Si girò a guardarla con uno sguardo così carico d'amore da farle sentire le farfalle nello stomaco. Nerwen allungò una mano e gliela posò sul braccio.

"Grazie a te, adesso lo so anch'io", mormorò. Lui le coprì la mano con la propria e l'accarezzò; i suoi occhi sorridevano, anche se la bocca era seria.

Raggiunsero la Riviera Verde laddove usciva alla foresta; il paesaggio era assai suggestivo e, poiché era ormai tardo pomeriggio, decisero di accamparsi lì, rinunciando ad addentrarsi subito nella Selva Ombrosa. Scaricarono la soma di Thalion, tolsero i finimenti ad Allakos e Thilgiloth e lasciarono le cavalcature libere di pascolare.

Raccolsero della legna per accendere un fuoco e poter cucinare, motivo per cui Aryon prese arco e frecce e andò a caccia di selvaggina. Túdhin lo seguì, alla ricerca di una preda per sfamarsi.

Più tardi, quando sorse l'astro notturno, Nerwen lo guardò pensierosa.

"Sai cosa sono quelle macchie scure sulla luna?", domandò ad Aryon. Il principe sollevò lo sguardo a sua volta.

"A dire il vero, no", ammise.

"Quando i Valar crearono il cocchio del Sole e quello della Luna, Anar e Isil in quenya, ne affidarono la conduzione a due Maiar, rispettivamente Arien e Tilion. Tilion è innamorato di Arien, che però non lo ricambia; egli tenta in continuazione di avvicinarsi a lei – motivo per cui a volte vediamo la luna in cielo anche di giorno, quando sta transitando il carro di Arien – ma lei gli sfugge sempre. Una volta però le arrivò molto vicino, troppo, tanto da bruciarsi... ed ecco il perché di quelle macchie."

"Povero Tilion", mormorò Aryon, staccando gli occhi dalla luna per guardare la sua Istar, "Mi sento più che mai fortunato, perché io, a differenza di lui, ho trovato la mia compagna per la vita e lei mi ricambia..."

L'abbracciò; Nerwen gli posò la testa sulla spalla e bisbigliò di rimando:

"Anch'io mi sento molto fortunata..."

Si fermarono alcuni giorni, cacciando e pescando per rimpinguare le loro scorte alimentari prima di affrontare la traversata di Tor Kathren e raggiungere gli Orocarni e quello che speravano essere un valico che li portasse oltre le montagne. Infine si rimisero in marcia, cominciando a risalire la Riviera Verde lungo la sua sponda sinistra.

Occorsero loro quasi due settimane per arrivare ai piedi delle Montagne Rosse, che si ersero quasi improvvisamente davanti a loro il tredicesimo giorno dacché si erano addentrati nella Selva Ombrosa.
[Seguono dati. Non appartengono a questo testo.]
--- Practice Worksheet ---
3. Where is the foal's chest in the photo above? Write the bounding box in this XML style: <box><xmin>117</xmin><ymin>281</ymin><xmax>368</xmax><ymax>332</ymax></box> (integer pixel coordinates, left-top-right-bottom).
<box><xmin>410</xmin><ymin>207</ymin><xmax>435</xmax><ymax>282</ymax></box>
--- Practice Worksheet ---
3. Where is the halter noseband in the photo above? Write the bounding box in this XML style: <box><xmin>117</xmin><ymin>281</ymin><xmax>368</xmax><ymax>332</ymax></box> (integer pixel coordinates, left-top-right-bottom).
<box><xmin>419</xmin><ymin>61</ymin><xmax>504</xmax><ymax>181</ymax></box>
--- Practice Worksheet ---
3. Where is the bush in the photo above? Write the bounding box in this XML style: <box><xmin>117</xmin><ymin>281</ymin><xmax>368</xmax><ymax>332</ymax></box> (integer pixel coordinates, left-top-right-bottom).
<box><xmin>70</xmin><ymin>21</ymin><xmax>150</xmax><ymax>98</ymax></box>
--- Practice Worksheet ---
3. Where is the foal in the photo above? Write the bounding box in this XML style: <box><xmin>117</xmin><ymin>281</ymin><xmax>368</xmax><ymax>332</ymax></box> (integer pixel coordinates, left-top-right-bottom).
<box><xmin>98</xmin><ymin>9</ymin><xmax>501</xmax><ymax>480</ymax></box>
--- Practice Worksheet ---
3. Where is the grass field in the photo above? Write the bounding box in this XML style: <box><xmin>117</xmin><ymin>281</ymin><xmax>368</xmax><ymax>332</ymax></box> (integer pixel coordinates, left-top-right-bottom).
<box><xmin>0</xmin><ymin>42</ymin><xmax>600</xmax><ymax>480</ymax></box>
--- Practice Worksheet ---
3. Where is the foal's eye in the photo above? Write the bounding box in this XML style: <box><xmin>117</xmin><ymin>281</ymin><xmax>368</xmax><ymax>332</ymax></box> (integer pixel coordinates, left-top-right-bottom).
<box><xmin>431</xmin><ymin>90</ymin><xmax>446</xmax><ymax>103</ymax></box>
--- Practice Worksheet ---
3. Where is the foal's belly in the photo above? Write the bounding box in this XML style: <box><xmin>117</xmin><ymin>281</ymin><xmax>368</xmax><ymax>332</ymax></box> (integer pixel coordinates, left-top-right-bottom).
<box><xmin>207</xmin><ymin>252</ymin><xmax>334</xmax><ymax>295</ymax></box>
Il fiume era andato costantemente restringendosi ed ora, ridotto a un torrente dal letto piuttosto ampio, si riversava fuori da una stretta vallata.

In quei giorni, Nerwen ed Aryon non avevano scorto anima viva, ad esclusione della ricca fauna che abitava la foresta; così fu con enorme sorpresa che videro una mulattiera dall'aria trascurata, ma ancora ben transitabile, che affiancava la Riviera Verde dal lato opposto, cominciando – o forse piuttosto terminando – all'entrata della valle.

"Il diario di viaggio non parlava di un sentiero", osservò Aryon, meravigliato.

"Infatti", confermò Nerwen, "ma è stato redatto più di cinquecento anni fa e le cose da allora possono ben esser cambiate. Forse qualcuno è venuto ad abitare nella valle e ha costruito la strada per potersi muovere più agevolmente."

"Buon per noi; purché non si tratti di personaggi ostili, ovviamente."

"Staremo all'erta", concluse l'Aini.

Con Túdhin sempre in avanscoperta, attraversarono facilmente il fiumiciattolo ed imboccarono il sentiero, che proseguiva proprio accanto al fiume, il cui letto rimaneva piuttosto ampio, ad indicare che, nel periodo del disgelo, la portata d'acqua poteva aumentare in modo considerevole.

Le pareti della valle erano ripide, coperte di una vegetazione dalle radici forti, in prevalenza conifere, che offrivano abbondanza di legna. Quando calò la sera, si accamparono in mezzo alla mulattiera ed accesero un fuoco per cucinare. Erano saliti di qualche centinaio di metri soltanto, ma prevedevano che la strada si sarebbe fatta più erta man mano che avanzavano.

Non si sbagliavano; tuttavia, la mulattiera rimaneva sempre abbastanza larga perché i cavalli potessero transitare agevolmente appaiati e, laddove era particolarmente ardua, erano stati intagliati gradini bassi e profondi che consentirono loro di procedere rimanendo in arcione. Erano scheggiati e crepati, indice di incuria o di abbandono, ma ancora facilmente percorribili.

"Se mai incontreremo chi ha costruito questa strada", commentò Nerwen la seconda sera, "lo ringrazierò infinitamente: anche se non è tenuta benissimo, ci sta risparmiando molta fatica e sicuramente anche molto tempo."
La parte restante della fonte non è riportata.